The yard chief spoke up.
“Yes, we’re not as familiar with Ibizan standards compared to deWulf spec. If your crews can provide some additional support, like helping prep the compartments on-board, connecting systems, doing some of the final fitting-out, that would speed the installation work considerably.”
Bahram looked over to the yard chief “I’m sure we can arrange something. What is the schedule going to be?”

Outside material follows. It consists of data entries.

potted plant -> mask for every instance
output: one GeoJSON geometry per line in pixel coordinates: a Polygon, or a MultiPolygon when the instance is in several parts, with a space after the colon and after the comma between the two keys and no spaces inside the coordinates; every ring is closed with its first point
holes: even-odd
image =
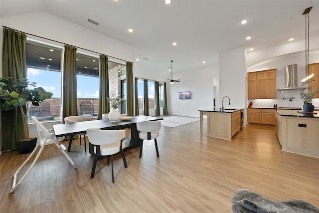
{"type": "Polygon", "coordinates": [[[112,122],[116,122],[120,119],[121,114],[120,112],[116,110],[121,105],[122,99],[119,95],[117,96],[115,93],[112,92],[111,94],[111,97],[106,98],[108,101],[110,103],[110,107],[113,109],[110,111],[108,114],[109,120],[112,122]]]}
{"type": "MultiPolygon", "coordinates": [[[[26,78],[18,80],[17,82],[11,82],[11,77],[0,78],[0,95],[1,97],[0,106],[1,109],[5,111],[17,109],[21,111],[24,120],[25,133],[25,139],[22,139],[22,141],[31,141],[32,146],[34,145],[35,147],[36,138],[35,138],[35,141],[34,138],[30,139],[31,140],[29,139],[26,112],[24,111],[23,107],[26,105],[26,109],[27,109],[28,102],[31,102],[35,106],[39,106],[40,102],[43,102],[44,100],[50,98],[53,94],[46,92],[42,87],[36,87],[36,83],[28,81],[26,78]],[[28,88],[29,86],[33,86],[34,88],[32,89],[29,89],[28,88]]],[[[17,144],[17,147],[19,148],[19,144],[17,144]]],[[[33,147],[33,149],[34,148],[33,147]]],[[[28,148],[21,149],[20,150],[18,149],[19,152],[28,153],[32,151],[32,148],[28,148]]]]}
{"type": "Polygon", "coordinates": [[[315,106],[313,105],[313,99],[315,95],[319,92],[319,88],[316,86],[315,89],[309,92],[305,92],[305,89],[300,90],[300,98],[304,100],[303,110],[304,112],[313,112],[315,106]]]}

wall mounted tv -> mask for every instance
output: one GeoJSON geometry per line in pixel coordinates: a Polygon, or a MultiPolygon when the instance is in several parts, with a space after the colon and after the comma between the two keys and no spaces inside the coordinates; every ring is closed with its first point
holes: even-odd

The yard chief pulled out a tablet, tabbing over to his working copy “Day one is getting the ship into the gantry; hull anchored, cleaning the plating, confirming where we need to cut. Day two we open the hard patches and get the equipment unsealed for installation, do final tests to confirm everything still works. Installation is on day three, with power and data lines being run, decking welded, that sort of thing. Day four is low power systems tests and troubleshooting to ensure that everything is connected right, and then day five we seal up the hull and install the external emitter panels before cutting you loose.”
“Full power tests?”
“That’s on your own captains. We’ve kept the polar orbits clear; you should have clear sight lines for full power tests. Call that day six. If there’s anything that needs rework, you can come alongside the maintenance dock on the port side spaceward. We’ll keep that gantry clear for you.”
Admiral Bahram turned to look out from the window of the shuttle lounge. A pair of corporate freighters orbited close to the yards. Two containers anchored to the side made it look like the bulkier had a tumor, a trio of small repair boats cutting away at the hull just forward of the drive emitters.
“I’m surprised you can keep any yard space clear right now.”
“The corps have been pressing for their refit and repair privileges hard as of late. That time of year again, but it’s a bit worse than we expected.” Bahram looked at the yard chief, not understanding the connection. “Most civilian yards still aren’t big enough to service the newer FT5’s and 6s that they’ve put into service these last few years, and they need the navy yards to get the maintenance done. Providing yard space is part of the Navy budget. This time around we can at least extract a few Kett from priority fees.” Even in wartime the deWulf navy kept an eye on the bottom line.
“Will it impact my own refits?”
“Not a chance, Admiral. I delay the corps, I’ll have some middle management yelling at me and scuffing my carpet. I delay you, and I’ll have PackMaster Kobetsky melting my desk into slag.